No turning gear to plague us, but a whole new set of problems – those 110 ft timber towers!  They were beautifully designed, lightweight and transportable, but had an infinity of small pieces to maintain.  There was a desperate rush to work out what equipment was needed; mobile workshops and the provision of spares.

Our convoy landed on Sword Beach on 5 September 1944.  All very civilised this time – even a bulldozer to pile sand at the ramp for easy exit.  We learnt that we could takeover buildings previously occupied by the Germans, and their taste was good!

But the speed of the Allied advance across France meant it was soon time to move forward, and Mons was chosen for the next HQ site.  It took two days for the convoy to reach Belgium. – driving past slag heaps in the mining areas – dreary surroundings after our outdoor life in Normandy, but all compensated for by the warmth and friendliness of the city – with the added link of New Zealanders having been there in 1914-1918.

Radar was back in the firing line during the German Ardennes offensive.  An Oboe unit had no warning: the story goes that a crew member looking at a footbridge down in the valley suddenly realised there were German soldiers crossing.  The unit made a hasty exit, struggling with winter mud and the need for help to extract highly-secret equipment from very preoccupied Americans.  (Von Rundstedt later disclosed that he had detailed an armoured unit for the specific purpose of capturing intact all the 72 Wing units.)

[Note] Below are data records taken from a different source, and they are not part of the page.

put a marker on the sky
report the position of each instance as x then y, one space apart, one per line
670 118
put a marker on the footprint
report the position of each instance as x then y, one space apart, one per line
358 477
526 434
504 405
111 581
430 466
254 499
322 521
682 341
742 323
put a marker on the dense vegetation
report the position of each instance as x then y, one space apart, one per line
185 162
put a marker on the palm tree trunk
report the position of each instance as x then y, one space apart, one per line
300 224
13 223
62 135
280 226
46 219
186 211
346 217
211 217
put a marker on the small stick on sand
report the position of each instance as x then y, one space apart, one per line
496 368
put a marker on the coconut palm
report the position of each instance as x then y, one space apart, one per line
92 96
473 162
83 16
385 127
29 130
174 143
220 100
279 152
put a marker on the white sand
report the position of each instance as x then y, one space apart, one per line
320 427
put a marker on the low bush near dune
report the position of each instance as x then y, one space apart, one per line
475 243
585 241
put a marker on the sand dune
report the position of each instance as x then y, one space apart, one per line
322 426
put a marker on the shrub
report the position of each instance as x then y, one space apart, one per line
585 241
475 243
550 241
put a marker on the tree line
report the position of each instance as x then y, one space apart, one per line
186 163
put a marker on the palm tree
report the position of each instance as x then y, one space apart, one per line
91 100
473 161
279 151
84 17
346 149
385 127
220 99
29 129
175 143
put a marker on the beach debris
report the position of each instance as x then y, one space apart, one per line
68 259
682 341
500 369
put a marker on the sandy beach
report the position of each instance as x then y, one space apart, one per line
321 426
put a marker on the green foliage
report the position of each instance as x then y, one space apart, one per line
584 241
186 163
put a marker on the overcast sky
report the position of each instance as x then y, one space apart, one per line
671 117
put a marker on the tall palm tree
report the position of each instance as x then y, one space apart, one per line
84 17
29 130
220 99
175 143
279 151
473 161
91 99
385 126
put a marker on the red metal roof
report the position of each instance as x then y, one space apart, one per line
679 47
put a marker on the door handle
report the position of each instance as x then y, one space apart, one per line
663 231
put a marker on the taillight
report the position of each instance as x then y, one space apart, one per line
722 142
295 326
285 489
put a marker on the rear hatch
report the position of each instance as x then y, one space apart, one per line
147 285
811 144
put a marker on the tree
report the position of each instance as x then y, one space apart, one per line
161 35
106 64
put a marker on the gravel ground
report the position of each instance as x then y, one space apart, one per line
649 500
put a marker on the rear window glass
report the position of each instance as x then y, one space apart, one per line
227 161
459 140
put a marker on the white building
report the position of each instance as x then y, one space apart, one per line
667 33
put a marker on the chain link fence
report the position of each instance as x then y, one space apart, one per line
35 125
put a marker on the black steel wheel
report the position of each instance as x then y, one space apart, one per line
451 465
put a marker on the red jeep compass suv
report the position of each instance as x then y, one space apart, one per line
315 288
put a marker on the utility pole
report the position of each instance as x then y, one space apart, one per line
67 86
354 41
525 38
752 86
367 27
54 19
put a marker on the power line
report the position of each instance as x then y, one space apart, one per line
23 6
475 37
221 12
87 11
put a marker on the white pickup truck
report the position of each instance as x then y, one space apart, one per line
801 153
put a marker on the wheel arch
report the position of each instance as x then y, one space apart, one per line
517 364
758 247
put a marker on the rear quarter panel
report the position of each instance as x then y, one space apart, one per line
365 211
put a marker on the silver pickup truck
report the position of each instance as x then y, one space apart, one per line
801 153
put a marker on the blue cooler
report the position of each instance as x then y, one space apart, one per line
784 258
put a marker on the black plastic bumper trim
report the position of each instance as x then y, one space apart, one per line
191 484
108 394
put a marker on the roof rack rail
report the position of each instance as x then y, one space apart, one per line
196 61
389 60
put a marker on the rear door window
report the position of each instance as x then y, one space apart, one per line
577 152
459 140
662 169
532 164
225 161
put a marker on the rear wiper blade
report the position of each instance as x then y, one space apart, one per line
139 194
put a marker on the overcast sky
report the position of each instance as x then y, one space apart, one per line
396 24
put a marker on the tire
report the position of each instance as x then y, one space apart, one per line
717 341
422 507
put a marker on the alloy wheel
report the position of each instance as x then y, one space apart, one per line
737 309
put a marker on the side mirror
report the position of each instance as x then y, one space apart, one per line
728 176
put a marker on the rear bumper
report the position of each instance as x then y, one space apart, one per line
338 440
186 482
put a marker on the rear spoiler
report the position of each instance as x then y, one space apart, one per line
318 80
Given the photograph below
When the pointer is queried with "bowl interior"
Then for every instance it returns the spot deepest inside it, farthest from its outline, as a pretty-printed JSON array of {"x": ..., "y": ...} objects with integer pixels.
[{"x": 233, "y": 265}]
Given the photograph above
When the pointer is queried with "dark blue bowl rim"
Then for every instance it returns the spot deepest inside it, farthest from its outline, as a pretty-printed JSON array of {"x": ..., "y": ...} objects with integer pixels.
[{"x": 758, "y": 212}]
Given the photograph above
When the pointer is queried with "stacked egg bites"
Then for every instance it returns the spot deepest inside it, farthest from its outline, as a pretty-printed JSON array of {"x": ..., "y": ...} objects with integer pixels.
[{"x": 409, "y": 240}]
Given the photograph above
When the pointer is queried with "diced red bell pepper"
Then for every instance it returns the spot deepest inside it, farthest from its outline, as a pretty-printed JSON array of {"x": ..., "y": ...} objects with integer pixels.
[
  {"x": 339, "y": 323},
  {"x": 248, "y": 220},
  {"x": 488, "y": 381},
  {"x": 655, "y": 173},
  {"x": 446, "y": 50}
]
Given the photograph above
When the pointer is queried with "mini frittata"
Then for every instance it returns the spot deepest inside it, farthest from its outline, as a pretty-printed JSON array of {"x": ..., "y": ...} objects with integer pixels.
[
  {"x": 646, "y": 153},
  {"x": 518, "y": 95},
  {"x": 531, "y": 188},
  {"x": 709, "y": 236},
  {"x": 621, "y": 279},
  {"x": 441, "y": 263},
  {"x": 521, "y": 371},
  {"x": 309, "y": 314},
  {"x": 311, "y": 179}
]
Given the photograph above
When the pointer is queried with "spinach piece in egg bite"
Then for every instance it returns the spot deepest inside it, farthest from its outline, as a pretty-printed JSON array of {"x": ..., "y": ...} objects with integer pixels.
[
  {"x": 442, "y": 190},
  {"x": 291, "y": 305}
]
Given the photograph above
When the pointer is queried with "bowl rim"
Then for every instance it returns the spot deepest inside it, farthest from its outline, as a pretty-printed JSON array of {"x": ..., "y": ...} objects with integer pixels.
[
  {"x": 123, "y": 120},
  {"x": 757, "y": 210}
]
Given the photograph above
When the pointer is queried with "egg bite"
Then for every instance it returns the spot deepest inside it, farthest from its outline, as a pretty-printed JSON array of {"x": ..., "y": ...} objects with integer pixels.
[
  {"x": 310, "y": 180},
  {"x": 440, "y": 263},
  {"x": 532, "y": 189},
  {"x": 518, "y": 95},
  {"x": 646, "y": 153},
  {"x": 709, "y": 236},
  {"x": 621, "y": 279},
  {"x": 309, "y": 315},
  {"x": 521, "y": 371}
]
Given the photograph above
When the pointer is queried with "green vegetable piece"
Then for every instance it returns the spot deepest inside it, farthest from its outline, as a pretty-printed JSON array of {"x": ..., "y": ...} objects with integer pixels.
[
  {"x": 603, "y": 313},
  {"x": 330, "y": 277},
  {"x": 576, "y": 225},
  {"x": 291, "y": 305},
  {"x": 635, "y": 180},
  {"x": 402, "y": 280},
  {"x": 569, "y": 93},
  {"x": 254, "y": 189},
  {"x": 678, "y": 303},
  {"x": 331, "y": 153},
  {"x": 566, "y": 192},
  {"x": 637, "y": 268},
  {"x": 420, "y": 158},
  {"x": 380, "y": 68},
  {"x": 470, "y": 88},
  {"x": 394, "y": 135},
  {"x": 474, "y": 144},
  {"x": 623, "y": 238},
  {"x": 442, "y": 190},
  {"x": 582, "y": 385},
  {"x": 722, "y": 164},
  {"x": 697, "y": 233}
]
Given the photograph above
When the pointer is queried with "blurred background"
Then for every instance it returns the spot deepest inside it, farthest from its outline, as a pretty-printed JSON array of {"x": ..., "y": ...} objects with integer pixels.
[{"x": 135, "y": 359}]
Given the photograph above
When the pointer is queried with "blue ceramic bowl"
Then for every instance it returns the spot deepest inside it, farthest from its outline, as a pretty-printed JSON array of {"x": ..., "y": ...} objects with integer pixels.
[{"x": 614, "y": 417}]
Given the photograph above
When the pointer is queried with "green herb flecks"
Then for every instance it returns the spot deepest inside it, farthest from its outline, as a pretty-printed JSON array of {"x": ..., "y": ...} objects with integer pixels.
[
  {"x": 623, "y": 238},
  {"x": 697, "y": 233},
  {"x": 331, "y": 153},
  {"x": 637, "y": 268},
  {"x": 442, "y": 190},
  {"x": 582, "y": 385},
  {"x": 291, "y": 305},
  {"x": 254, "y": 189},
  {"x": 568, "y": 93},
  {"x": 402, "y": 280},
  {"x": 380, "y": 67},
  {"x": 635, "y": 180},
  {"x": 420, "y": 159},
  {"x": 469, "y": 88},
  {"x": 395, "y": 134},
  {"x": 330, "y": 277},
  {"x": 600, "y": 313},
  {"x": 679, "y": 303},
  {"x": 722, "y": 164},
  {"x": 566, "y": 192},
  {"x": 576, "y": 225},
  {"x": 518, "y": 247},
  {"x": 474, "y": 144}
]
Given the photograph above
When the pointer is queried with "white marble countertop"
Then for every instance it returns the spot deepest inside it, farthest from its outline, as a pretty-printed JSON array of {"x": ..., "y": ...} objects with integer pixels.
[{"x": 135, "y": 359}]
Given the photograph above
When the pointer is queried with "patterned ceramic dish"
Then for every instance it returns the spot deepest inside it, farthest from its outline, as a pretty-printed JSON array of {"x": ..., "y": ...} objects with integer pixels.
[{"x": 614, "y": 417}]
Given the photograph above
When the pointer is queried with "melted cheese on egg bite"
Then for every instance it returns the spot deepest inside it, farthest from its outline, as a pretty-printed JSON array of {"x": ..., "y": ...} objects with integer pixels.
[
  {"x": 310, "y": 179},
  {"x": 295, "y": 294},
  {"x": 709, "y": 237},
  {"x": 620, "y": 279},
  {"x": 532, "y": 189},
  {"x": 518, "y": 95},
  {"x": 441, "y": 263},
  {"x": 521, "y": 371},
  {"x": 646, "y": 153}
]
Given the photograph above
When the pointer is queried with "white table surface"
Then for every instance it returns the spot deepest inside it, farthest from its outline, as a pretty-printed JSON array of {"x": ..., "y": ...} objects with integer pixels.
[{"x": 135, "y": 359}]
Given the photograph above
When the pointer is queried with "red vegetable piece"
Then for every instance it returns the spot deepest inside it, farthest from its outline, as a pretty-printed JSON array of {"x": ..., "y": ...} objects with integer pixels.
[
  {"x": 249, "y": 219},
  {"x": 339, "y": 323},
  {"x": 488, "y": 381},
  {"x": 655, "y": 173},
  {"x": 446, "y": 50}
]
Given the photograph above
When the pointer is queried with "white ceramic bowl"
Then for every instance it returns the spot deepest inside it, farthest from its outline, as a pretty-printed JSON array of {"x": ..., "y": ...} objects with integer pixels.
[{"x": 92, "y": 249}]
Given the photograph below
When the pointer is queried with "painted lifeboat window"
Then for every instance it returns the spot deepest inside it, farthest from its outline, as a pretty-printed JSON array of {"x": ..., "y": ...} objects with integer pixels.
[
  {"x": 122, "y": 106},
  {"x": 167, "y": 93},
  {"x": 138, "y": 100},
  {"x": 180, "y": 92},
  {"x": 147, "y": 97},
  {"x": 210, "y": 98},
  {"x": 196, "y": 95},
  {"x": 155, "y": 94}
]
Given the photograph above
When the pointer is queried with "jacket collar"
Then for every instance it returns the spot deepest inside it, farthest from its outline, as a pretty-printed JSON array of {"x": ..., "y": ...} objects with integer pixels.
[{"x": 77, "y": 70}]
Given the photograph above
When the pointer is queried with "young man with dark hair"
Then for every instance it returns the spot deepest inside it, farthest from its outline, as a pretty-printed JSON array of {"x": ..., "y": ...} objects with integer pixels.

Not long before VE Day, we delivered a new power unit to a station in what was to become the Russian Zone.  We were told that civil affairs officers had displayed photographs from Belsen, not too far distant.  These had been dismissed by the locals as typical Allied photographs.  Yet, in that village, we saw a factory with the workers – mostly Russian girls – camped in it.  The villagers must have known that this was forced labour; the girls were virtually slaves and could now easily run riot.

We had wondered why those villagers were so terrified of the rumour that they were to be in the proposed Russian Zone.  Now we understood.